These issues are not very clear in writings about Arabic, mainly because the linguistic situation in ancient Arabia is not very clear itself. Generally, "Classical Arabic" refers to the old standard language. The old vernaculars have no standard name as their origins are debated or unclear. I think most authors use the word "dialects" to refer to the Arabic vernaculars, the old and the modern, whereas "Arabic" alone means the Standard language, including the old Classical Arabic and the modern MSA. The parent language has no name; some call it Proto-Arabic, which I believe is a general term that can be applied to any proto-language, so we can use it. The problem is, however, that the old vernaculars are not entirely descended from Proto-Arabic; this is a matter of debate, but I believe the vernaculars have obvious elements from Ancient South Arabian (which is not Arabic and does not even belong to the same branch as Arabic) and it also has elements from Ancient North Arabian (which is not Arabic according to M.C.A. Macdonald); so the Arabic vernaculars descend actually from an old Arabian koine and not entirely from Proto-Arabic.

Answering your three questions:
1-no.
2-I believe, yes.
3-ultimately, yes, but with immense foreign influence that is different for each variety.


----------



## Arabus

Sepia said:


> Like classifying Celtic languages as "Indogermanic" languages?



I've seen this term in Arabic books too, but they were all old ... funny ...


----------



## Arabus

Frank06 said:


> _Indogermanisch_ is a very old term, which predates Nazi Germany by a few centuries.



I thought the Indo-European Sprachen were first identified as a single family in the 19th century.


----------



## WadiH

Arabus said:


> I am familiar with the Arab notion, being Arab myself, that we are all born knowing  all the dialects, but I don't think this is true. I do remember learning the dialects myself (something that almost all Arabic speakers seem to forget; they just seem to learn the dialect and forget that they learned it.)
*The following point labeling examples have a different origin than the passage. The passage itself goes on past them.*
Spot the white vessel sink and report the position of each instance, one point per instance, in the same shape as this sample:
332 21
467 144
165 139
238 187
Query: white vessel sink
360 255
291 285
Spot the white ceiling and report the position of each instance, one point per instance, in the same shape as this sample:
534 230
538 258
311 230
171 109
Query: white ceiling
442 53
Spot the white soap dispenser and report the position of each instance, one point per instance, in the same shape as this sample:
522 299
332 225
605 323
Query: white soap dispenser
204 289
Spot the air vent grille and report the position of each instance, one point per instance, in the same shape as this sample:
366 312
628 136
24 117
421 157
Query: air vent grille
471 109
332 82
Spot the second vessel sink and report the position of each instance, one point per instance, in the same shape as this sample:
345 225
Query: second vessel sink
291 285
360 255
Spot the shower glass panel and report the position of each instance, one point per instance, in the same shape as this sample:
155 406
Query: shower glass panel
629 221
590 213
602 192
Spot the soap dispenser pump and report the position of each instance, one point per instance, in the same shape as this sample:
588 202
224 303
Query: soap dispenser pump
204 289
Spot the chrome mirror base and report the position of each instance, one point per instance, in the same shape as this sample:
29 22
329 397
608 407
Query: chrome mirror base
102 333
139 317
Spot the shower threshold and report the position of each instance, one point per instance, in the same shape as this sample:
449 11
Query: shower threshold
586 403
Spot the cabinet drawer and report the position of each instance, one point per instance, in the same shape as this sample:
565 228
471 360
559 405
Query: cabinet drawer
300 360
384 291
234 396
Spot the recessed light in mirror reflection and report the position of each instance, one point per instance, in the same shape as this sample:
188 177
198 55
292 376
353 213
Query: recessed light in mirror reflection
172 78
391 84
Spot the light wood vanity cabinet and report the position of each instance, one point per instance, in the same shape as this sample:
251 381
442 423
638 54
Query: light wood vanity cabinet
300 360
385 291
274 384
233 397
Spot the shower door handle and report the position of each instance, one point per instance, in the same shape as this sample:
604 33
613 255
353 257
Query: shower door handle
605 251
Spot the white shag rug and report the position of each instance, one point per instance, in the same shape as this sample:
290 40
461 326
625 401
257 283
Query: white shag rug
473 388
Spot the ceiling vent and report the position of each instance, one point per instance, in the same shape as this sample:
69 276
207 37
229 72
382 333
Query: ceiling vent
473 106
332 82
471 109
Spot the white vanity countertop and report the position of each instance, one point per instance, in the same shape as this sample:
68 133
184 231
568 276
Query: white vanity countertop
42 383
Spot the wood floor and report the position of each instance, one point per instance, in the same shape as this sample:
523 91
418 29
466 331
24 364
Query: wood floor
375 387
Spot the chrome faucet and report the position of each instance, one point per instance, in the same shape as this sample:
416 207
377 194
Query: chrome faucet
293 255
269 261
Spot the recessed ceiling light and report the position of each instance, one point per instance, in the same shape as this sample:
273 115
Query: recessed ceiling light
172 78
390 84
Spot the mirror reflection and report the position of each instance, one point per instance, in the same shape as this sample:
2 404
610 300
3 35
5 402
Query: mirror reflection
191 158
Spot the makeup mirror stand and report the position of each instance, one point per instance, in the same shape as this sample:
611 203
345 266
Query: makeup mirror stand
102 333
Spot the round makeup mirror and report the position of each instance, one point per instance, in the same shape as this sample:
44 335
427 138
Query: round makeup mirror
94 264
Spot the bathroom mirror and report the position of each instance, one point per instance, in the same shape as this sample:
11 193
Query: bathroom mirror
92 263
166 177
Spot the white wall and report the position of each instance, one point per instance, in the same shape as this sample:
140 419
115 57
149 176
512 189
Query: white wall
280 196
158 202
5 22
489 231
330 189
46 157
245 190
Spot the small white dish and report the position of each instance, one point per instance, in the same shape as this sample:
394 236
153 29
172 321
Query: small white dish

Well, leaving aside your strawman, can you tell us what your definition of mutual intelligibility is?  Is the speech of a midwestern American mutually intelligible with cockney for example?


----------



## berndf

Arabus said:


> I thought the Indo-European Sprachen were first identified as a single family in the 19th century.


Yes, you are right. The term was coined in the mid 19th century, about one century (not a few centuries) before the Nazis.


----------



## Kevin Beach

Wadi Hanifa said:


> .........Is the speech of a midwestern American mutually intelligible with cockney for example?


It depends on the exposure that each has had to the other's speech. The British (including Cockneys) have been exposed to many forms of American speech in American films since the 1930s and American TV since the 1950s.

I speak "Received" BrE but was brought up in the South London area, where Cockney and related accents can be heard all the time. Because of the exposure through films and TV, I can often distinguish between New England, New York, Appalachian, deep South and Texan accents, even though I have never been to any of the places where they are generally spoken.

I venture that any Midwestern American with similar exposure to the Cockney accent would easily understand it.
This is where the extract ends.